The vote by the 15-member council is procedural so none of the five permanent council members – Russia, China, France, Britain and the United States – can wield their vetoes. The move needs nine votes in favor and is likely to pass, diplomats said.
Only 10 such emergency special sessions of the General Assembly have been convened since 1950.
The request for a session on Ukraine comes after Russia vetoed on Friday a draft U.N. Security Council resolution that would have deplored Moscow’s invasion. China, India and UAE abstained, while the remaining 11 members voted in favor.
The General Assembly is expected to vote on a similar resolution following several days of statements by countries in the emergency special session, diplomats said. General Assembly resolutions are non-binding but carry political weight.

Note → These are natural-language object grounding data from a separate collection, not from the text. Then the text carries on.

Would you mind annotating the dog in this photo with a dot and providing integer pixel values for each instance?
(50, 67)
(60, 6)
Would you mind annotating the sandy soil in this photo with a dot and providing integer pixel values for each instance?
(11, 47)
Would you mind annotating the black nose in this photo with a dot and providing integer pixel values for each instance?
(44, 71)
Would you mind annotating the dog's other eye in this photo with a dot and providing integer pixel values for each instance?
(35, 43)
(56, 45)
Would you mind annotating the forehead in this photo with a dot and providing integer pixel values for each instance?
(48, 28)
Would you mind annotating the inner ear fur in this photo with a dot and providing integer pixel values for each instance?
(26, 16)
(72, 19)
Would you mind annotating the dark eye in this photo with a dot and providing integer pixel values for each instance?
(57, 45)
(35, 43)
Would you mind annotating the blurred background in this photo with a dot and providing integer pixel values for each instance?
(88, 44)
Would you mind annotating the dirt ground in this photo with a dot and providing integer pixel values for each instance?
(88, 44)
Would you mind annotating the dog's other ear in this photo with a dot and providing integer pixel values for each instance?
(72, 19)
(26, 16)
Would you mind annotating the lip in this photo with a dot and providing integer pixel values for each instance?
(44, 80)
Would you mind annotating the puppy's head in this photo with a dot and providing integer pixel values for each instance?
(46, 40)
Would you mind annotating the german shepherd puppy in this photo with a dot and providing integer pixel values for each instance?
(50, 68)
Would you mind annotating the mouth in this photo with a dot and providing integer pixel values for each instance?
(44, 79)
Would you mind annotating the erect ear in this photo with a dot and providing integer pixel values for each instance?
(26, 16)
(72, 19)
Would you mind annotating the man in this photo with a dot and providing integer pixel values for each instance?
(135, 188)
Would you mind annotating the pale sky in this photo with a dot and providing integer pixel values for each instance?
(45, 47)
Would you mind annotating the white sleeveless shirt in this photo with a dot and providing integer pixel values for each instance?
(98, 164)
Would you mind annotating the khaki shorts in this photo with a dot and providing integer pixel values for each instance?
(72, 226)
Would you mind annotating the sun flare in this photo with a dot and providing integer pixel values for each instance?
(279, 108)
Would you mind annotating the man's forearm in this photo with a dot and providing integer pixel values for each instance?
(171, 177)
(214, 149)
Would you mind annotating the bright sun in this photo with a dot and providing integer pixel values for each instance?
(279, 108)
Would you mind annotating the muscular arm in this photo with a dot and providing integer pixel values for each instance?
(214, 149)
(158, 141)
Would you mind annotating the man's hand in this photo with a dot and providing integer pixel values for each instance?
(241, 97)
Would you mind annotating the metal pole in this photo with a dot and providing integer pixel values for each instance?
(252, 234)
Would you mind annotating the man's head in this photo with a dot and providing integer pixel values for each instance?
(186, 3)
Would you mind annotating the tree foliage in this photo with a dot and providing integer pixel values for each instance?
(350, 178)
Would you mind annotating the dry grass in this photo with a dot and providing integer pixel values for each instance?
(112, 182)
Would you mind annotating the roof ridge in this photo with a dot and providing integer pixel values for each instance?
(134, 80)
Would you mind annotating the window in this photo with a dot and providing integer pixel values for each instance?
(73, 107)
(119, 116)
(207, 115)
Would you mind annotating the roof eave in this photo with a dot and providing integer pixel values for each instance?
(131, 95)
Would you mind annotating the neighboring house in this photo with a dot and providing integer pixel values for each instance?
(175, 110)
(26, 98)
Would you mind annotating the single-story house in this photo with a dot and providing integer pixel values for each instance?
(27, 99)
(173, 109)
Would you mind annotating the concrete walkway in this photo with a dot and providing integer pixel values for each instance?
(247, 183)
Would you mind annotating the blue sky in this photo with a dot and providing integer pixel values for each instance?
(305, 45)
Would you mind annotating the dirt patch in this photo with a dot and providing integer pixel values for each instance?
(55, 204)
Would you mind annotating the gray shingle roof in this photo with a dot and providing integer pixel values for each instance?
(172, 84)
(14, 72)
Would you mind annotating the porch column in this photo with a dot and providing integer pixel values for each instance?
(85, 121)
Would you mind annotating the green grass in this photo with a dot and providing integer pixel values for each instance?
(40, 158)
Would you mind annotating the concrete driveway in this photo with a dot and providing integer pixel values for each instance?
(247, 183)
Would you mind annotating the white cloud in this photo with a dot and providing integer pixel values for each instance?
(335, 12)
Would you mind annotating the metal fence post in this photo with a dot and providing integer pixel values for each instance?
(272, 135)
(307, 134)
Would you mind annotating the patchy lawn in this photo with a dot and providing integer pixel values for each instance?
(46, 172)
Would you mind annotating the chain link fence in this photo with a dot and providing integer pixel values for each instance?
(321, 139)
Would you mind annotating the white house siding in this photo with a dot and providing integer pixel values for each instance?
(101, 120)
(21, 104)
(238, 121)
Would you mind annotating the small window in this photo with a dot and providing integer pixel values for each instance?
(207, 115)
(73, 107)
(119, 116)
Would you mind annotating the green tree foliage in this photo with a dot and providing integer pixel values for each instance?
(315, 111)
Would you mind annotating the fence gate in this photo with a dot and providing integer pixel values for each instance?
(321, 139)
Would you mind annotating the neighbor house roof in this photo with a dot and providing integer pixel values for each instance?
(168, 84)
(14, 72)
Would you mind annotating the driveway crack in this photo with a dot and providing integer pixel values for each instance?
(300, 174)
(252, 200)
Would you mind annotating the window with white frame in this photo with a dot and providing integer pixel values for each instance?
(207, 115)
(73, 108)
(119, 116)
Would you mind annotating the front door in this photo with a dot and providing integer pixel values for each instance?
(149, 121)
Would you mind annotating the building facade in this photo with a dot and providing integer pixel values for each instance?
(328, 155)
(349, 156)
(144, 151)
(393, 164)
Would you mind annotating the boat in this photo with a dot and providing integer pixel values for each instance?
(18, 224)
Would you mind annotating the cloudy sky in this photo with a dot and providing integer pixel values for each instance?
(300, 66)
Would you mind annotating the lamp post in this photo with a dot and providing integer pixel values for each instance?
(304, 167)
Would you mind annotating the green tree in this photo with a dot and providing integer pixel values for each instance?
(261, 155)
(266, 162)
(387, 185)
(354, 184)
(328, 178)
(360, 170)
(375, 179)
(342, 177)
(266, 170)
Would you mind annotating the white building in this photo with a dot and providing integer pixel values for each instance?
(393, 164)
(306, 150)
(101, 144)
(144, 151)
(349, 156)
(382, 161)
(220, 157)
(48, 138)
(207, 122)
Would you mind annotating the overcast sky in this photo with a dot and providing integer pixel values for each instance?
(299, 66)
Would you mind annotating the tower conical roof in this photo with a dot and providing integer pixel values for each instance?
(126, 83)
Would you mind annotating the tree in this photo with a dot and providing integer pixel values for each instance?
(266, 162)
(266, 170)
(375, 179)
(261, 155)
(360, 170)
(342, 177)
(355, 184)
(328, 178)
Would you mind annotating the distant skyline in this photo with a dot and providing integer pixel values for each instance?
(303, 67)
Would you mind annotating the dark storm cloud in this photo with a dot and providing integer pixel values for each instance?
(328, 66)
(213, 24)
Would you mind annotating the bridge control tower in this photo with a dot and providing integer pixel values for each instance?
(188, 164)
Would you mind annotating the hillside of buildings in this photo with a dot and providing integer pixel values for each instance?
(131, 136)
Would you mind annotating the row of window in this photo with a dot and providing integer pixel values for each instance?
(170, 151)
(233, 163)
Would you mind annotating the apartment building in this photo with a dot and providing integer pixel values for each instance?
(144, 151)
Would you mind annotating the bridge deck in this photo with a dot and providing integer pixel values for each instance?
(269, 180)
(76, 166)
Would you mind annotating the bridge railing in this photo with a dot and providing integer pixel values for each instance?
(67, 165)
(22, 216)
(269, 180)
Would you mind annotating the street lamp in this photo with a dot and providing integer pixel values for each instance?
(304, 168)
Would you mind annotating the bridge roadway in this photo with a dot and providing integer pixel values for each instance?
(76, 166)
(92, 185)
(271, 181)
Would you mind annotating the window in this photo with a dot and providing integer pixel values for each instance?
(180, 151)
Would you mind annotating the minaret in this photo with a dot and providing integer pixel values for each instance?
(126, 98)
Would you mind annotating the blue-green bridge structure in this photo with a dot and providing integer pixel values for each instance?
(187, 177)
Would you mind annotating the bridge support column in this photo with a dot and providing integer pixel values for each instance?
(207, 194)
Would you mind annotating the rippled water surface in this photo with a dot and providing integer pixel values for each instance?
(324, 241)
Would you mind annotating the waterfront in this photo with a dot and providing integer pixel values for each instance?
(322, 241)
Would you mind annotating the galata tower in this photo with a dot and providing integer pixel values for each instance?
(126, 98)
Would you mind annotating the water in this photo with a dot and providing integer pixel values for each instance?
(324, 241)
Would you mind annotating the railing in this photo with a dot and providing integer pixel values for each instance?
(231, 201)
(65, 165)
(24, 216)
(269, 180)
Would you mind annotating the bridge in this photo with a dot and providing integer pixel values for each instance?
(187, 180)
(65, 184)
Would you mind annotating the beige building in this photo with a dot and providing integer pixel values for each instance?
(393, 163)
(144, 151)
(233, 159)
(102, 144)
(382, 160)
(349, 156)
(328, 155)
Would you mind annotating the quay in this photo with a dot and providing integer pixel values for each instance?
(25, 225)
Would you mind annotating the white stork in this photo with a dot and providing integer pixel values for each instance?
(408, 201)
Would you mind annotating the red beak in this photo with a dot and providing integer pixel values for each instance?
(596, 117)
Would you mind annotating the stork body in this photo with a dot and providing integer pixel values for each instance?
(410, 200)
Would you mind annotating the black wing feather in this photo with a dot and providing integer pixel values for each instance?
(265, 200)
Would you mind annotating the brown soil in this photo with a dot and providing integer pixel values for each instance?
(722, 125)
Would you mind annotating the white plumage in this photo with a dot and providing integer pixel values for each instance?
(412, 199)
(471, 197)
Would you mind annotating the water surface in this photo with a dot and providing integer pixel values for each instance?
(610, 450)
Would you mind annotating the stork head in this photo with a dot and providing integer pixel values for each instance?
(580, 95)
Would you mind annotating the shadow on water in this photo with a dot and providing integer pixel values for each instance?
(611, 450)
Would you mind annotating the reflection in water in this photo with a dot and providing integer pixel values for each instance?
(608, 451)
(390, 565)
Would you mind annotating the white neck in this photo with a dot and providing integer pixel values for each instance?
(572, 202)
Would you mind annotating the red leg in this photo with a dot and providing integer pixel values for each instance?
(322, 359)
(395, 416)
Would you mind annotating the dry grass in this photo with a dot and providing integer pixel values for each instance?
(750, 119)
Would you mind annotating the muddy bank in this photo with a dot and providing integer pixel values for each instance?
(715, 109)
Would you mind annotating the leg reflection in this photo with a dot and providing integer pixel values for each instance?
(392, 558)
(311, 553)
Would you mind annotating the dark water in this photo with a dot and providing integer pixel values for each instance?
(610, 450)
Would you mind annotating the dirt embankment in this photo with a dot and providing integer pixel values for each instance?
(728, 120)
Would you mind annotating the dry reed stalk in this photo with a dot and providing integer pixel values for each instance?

The United States and allies are seeking as much support as possible to show Russia is internationally isolated.
The U.N. General Assembly adopted a resolution in March 2014 following Russia’s annexation of Ukraine’s Crimea region. The resolution, which declared invalid a referendum on the status of Crimea, received 100 yes votes and 11 against. Two dozen countries didn’t vote and 58 abstained.
U.N. Secretary-General Antonio Guterres spoke with Ukraine’s President Volodymyr Zelenskiy on Saturday, telling him the world body plans to “enhance humanitarian assistance to the people of Ukraine,” a U.N. spokesperson said.
“He informed the President that the United Nations would launch on Tuesday an appeal to fund our humanitarian operations in Ukraine,” the U.N. spokesperson said in a statement.
U.N. aid chief Martin Griffiths said on Friday that more than $1 billion will be needed for aid operations in Ukraine over the next three months as hundreds of thousands of people are on the move after Russia invaded its neighbor.